A iniciativa é fruto da parceria entre o programa, desenvolvido pelo Governo do Estado e gerido pela Secretaria de Direitos Humanos Assistência Social e Trabalho (Sedhast), e a faculdade Unigran de Campo Grande através do curso de Biomedicina.

Tânia Ester: iniciativa ajuda os moradores

“Meus outros dois filhos participam do programa que sempre está ajudando a gente. Faz tempo que não consigo fazer exames, para meu bebê com muito custo consegui no posto, mas demorou muito, o posto está sempre cheio. Aqui é rápido, sem tumulto”, conta Tânia Ester, moradora do bairro Jardim Noroeste.

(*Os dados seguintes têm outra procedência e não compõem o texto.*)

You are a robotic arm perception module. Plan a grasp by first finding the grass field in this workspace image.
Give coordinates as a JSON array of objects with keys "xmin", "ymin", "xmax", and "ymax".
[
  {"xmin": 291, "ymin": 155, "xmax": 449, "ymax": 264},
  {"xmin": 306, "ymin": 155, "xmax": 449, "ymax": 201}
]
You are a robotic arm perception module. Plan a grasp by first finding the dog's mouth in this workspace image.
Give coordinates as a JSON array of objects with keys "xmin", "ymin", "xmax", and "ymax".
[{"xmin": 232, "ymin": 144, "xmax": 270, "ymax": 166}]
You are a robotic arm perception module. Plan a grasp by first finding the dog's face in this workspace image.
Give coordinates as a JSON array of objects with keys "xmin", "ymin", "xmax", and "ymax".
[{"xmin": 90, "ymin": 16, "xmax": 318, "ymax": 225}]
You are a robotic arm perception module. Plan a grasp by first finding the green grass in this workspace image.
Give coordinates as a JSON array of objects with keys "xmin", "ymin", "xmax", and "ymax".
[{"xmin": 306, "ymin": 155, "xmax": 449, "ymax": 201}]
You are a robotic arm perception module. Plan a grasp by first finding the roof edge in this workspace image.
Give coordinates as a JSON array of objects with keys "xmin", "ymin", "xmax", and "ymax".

Norma Pereira feliz por ter conseguido atendimento aos filhos com rapidez

Norma Pereira, também moradora do bairro, trouxe três dos cinco filhos para fazer os exames disponíveis. “Foi tranquilo, pessoal é bem atencioso e tiveram calma com as crianças. Não teve aquela demora do posto. É a primeira vez que meus dois filhos mais velhos fazem exames, a menina tem 15 e meu menino 8 anos. Isso é muito bom”.

Para a biomédica Isabel Borges, representante do curso de Biomedicina da Unigran, a coleta de exames é essencial para prevenção e tratamento de diversas doenças. “Através desses resultados é possível analisar se o paciente tem desde uma anemia até doenças hepáticas. Com exames em mão o paciente poderá buscar atendimento médico com mais qualidade e celeridade. Para nós, da Unigran, essa parceria representa ensino de qualidade para os alunos que estão aprendendo na prática como é o atendimento à população”.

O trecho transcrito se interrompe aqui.